Neues Recht für Patientenverfügung zum 01.09.2009 in Kraft getreten
Nach jahrelangen Diskussionen hat sich der Gesetzgeber überraschend kurzfristig zu einer Regelung entschlossen, mit der die Bestimmungen über Patientenverfügung Gesetzesinhalt werden.
Bislang bestand hierzu lediglich Einzelfallrechtsprechung, die zu einer erheblichen Rechtsunsicherheit führte.
Teilweise wird mit der nunmehrigen Regelung die Rechtsprechung der Obergerichte umgesetzt.
Im Kern beschränkt sich allerdings die gesetzliche Regelung im neuen § 1901 a BGB darauf, möglichst konkrete Festlegung in einer Patientenverfügung zu fordern.
Da mündliche Erklärungen irrelevant sind, bedarf eine Patientenverfügung zum einen der Schriftlichkeit, entgegen einer starken Forderung im Gesetzgebungsverfahren muss jedoch keine vorherige Beratung beispielsweise durch einen Arzt erfolgen.
Der Verfügende muss allerdings möglichst präzise festlegen, ob er für den Fall seiner Einwilligungsunfähigkeit in bestimmte zum Zeitpunkt der Festlegung noch nicht unmittelbar bevorstehende Untersuchungen seines Gesundheitszustandes, Heilbehandlung oder ärztliche Eingriffe wünscht oder sie verbietet.
Somit spielt eine Patientenverfügung keine Rolle für akut anstehende Operationen oder sonstige unmittelbare ärztliche Maßnahmen.
Bereits diese recht dürftigen Äußerungen des Gesetzgebers lassen weitere Rechtsunsicherheit entstehen.
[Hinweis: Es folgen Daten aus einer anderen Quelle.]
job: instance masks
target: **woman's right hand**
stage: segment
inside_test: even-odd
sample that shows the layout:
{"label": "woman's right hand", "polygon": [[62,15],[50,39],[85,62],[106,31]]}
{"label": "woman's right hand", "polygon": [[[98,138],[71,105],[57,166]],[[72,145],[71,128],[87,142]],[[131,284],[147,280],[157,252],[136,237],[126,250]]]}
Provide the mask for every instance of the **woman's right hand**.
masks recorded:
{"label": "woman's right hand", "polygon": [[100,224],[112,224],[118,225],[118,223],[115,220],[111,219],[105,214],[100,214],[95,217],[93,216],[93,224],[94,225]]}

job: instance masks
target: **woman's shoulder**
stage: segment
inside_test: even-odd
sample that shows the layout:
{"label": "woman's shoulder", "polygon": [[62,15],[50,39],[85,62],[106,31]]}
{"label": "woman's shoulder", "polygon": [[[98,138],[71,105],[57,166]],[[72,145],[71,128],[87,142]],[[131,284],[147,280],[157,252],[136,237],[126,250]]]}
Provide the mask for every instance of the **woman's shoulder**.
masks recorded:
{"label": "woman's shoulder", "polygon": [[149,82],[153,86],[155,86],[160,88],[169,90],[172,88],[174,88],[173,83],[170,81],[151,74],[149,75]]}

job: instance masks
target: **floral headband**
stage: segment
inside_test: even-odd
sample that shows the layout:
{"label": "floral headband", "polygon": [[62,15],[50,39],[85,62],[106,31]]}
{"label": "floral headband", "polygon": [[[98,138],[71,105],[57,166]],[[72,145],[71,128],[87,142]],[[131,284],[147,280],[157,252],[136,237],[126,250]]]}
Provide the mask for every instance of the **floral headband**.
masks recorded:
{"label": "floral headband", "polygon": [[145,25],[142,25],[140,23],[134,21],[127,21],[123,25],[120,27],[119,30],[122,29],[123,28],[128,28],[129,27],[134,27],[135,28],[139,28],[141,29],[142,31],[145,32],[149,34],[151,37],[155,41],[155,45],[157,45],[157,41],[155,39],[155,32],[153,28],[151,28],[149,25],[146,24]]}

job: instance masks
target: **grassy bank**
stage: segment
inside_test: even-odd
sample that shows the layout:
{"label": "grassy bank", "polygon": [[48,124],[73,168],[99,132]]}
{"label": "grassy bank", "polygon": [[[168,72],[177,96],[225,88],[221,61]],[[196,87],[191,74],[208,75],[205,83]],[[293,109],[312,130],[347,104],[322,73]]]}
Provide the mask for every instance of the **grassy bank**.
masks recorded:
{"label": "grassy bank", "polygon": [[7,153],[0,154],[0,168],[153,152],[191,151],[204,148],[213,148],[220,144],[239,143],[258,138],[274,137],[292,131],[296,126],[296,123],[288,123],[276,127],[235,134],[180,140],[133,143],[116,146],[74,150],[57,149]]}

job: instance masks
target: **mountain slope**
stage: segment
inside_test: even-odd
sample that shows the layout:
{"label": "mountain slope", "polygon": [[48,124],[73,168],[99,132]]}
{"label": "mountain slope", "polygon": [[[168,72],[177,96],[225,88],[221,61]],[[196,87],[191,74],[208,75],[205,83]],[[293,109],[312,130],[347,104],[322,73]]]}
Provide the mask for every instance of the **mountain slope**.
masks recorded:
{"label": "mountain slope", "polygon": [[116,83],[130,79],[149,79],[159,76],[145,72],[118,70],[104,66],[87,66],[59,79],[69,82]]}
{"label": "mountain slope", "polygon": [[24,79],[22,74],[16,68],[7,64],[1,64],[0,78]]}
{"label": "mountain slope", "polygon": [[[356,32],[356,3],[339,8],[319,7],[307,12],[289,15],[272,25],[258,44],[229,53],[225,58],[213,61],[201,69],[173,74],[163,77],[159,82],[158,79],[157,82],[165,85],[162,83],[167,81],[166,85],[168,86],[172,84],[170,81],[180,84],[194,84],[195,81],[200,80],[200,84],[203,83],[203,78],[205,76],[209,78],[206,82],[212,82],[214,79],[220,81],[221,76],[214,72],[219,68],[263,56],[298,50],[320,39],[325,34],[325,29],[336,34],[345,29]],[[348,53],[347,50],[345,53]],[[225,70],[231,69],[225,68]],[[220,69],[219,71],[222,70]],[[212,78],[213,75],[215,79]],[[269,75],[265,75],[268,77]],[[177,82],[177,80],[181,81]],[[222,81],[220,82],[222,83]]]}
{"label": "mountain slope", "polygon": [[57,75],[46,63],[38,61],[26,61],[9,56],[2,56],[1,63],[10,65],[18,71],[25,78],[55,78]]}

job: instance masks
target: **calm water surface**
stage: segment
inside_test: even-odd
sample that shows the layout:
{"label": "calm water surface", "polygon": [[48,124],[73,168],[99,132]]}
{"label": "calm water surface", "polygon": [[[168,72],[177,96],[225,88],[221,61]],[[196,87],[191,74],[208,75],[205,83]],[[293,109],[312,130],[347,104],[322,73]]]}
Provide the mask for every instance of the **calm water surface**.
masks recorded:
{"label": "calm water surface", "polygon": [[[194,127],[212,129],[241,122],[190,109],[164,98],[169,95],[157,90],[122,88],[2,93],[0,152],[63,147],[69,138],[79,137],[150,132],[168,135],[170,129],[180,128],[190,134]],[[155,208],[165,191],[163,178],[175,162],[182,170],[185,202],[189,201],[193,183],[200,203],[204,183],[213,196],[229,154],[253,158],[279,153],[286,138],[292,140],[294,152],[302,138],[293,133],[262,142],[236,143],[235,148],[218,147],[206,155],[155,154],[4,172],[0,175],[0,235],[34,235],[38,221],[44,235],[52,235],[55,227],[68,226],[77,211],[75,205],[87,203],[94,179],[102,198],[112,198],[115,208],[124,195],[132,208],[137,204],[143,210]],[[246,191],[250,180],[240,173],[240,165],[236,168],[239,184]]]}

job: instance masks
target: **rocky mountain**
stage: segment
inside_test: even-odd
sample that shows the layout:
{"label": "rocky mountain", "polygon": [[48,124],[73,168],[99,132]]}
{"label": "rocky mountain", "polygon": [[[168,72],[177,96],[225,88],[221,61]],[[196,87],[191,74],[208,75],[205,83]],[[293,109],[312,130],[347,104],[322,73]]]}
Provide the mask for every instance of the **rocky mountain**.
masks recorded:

So legt der Gesetzgeber nicht fest, welche Anforderung an die Konkretheit der Patientenverfügung gestellt werden. Bereits dies macht faktisch eine eingehende Beratung durch den Arzt und eine auf die Materie der Patientenverfügung spezialisierten Juristen nahezu unverzichtbar.
Doch selbst wenn eine Patientenverfügung vorliegt, bedeutet dies nicht, dass automatisch der oder die behandelnden Ärzte hieran gebunden wären.
Denn liegt eine Patientenverfügung vor, muss ein Betreuer oder Bevollmächtigter prüfen, ob die Festlegungen des Patienten auf die aktuelle Lebens- und Behandlungssituation überhaupt zutreffen. Allerdings regelt der Gesetzgeber nicht, was geschieht, wenn weder ein Betreuer noch ein Bevollmächtigter benannt worden ist.
Auch dies macht eine juristisch korrekte Abfassung einer Patientenverfügung möglichst mit Vorsorgevollmacht unverzichtbar.
Für den Betreuer bzw. Bevollmächtigten entsteht eine schwierige Situation: Zum einen darf die Patientenverfügung nicht ignoriert werden oder deren Inhalt gegen den Willen des Patienten interpretiert, die Betreuer bzw. Bevollmächtigten müssen aber auch genauer rausfinden, ob denn die konkrete Situation des Patienten überhaupt von seiner Verfügung gedeckt wird.
Schlussendlich wird damit die praktische Umsetzung in den Risikobereich eines Betreuers bzw. Bevollmächtigten verlagert.
Insgesamt erscheinen die Regelungen wenig hilfreich bzw. vollständig.
Es kann nur jedem Bürger empfohlen werden, sich eingehend mit der Frage auseinanderzusetzen, welche konkreten Behandlungen von ihm im Falle einer Einwilligungsunfähigkeit gewünscht werden bzw. welche Behandlungen unterbleiben sollen.
Dabei sind in vielen Fällen die am Markt erhältlichen Muster untauglich. Sehr oft werden beispielsweise Regelungen übersehen, die zu treffen wären, wenn sich der Patient nicht in einem Sterbeprozess, aber gleichwohl im Zustand der Einwilligungsunfähigkeit befindet. Wer möchte gerne Opfer eines Berufsbetreuers werden, wenn aufgrund von Stress oder persönlichen Schwierigkeiten die Einwilligungsfähigkeit vorübergehend wegen psychischer Erkrankung ausgeschlossen ist? Die hier lauernden Gefahren werden von den überwiegenden Mustern nicht erkannt.
Solche Formulare zu verwenden wird daher im Zweifelsfall den individuellen Bedürfnissen des Betroffenen nicht gerecht.